La noix pâtissière, située sur le devant de la cuisse, est un morceau très tendre également mais ses escalopes sont plus petites que celles prises dans la noix. La noix pâtissière fut longtemps réservée aux pâtissiers qui la pilaient et en faisaient des quenelles pour leurs vol-au-vent et timbales. La noix pâtissière offre les meilleurs rôtis de veau.
La sous-noix, muscle postérieur de la cuisse qui possède un grain de chair un peu plus gros. Elle est aussi découpée en escalopes. Pour la rôtir ou la braiser, il est préférable de la faire barder.
- Enfin, bien sûr, il y a la noix tout court, celle de Grenoble, le premier fruit à avoir obtenu une AOC le 17 juin 1938 et reconnu AOP en 1996, et celle du Périgord, AOC depuis 2002.

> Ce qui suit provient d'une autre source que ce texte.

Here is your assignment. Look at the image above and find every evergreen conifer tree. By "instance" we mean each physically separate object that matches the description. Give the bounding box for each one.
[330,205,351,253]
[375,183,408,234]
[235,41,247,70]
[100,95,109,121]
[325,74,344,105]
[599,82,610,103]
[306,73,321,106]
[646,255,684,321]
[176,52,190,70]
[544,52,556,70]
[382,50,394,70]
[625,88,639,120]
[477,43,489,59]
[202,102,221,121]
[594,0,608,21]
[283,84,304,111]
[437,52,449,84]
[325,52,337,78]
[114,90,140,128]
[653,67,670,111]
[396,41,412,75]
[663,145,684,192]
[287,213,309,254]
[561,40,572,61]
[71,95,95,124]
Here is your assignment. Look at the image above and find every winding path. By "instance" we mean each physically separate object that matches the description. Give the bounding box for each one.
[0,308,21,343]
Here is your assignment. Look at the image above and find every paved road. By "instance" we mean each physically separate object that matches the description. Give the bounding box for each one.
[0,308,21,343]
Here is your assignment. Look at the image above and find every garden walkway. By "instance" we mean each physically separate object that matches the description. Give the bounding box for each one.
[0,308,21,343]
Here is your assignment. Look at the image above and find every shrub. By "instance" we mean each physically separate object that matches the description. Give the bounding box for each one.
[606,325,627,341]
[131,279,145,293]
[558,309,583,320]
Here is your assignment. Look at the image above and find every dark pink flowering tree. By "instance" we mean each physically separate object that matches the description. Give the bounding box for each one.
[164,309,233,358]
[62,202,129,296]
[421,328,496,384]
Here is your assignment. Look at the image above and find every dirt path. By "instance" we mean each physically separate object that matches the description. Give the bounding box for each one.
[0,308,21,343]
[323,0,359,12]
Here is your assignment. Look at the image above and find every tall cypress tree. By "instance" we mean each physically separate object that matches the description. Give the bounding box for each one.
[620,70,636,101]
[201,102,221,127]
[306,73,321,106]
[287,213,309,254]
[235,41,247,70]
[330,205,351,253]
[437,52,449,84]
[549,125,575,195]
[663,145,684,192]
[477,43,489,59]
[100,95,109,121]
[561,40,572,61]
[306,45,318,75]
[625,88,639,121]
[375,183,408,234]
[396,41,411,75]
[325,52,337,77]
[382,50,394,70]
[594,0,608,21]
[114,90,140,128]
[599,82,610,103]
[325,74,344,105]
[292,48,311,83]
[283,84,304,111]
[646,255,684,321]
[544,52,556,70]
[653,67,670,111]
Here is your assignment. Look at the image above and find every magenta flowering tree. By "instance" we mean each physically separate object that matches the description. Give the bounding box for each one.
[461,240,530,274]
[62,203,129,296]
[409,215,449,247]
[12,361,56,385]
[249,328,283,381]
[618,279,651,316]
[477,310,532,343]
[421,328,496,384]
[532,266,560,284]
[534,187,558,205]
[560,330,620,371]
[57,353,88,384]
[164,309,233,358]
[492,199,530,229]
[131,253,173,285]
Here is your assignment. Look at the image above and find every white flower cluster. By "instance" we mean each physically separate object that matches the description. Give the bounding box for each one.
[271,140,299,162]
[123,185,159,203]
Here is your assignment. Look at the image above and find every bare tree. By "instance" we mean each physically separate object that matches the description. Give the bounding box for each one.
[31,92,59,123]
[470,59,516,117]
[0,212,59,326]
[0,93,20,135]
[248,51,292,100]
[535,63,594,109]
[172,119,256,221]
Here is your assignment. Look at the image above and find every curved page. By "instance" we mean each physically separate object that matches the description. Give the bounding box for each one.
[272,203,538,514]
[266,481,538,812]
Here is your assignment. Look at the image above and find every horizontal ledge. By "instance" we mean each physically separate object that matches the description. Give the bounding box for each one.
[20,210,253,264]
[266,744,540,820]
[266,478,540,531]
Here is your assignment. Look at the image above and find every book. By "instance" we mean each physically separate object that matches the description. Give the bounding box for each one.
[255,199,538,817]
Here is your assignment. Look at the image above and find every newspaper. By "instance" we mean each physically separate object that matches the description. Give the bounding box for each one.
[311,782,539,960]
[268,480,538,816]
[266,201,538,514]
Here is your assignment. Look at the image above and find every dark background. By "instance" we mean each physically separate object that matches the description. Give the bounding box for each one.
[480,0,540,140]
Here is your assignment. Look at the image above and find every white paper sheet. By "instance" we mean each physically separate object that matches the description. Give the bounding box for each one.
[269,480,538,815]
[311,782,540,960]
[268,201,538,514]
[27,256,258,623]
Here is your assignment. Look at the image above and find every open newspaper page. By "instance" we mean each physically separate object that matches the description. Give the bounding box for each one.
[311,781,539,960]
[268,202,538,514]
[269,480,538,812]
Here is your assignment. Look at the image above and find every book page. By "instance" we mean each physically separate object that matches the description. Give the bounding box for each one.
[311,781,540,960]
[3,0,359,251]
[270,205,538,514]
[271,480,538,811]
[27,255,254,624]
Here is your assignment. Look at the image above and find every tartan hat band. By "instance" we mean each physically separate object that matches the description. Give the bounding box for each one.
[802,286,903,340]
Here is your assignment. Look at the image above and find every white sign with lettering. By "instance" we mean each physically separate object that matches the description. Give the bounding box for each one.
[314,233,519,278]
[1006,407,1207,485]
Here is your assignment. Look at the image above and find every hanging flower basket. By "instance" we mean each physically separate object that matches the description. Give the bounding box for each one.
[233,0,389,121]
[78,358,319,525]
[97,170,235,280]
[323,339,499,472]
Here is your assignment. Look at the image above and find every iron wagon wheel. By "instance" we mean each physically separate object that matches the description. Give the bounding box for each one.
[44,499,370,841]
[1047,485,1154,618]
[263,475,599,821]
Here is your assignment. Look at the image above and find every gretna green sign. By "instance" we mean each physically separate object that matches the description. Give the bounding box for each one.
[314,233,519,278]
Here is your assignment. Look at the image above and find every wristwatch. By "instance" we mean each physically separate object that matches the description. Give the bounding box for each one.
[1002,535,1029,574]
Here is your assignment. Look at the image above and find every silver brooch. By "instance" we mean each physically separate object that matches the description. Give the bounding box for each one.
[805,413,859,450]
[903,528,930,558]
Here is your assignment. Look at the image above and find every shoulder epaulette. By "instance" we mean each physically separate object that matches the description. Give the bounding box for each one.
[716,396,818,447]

Pour la première, seules 3 variétés locales sont reconnues : la franquette, la plus ancienne créée en 1784, la mayette et la parisienne, développées il y a plus d'un siècle. Son terroir : l'Isère ainsi qu'une partie de la Drôme et de la Savoie. Les zones de plantations les plus denses se trouvent dans la basse vallée du Grésivaudan en aval de Grenoble entre le Voironnais et le Royans, au pied du Vercors.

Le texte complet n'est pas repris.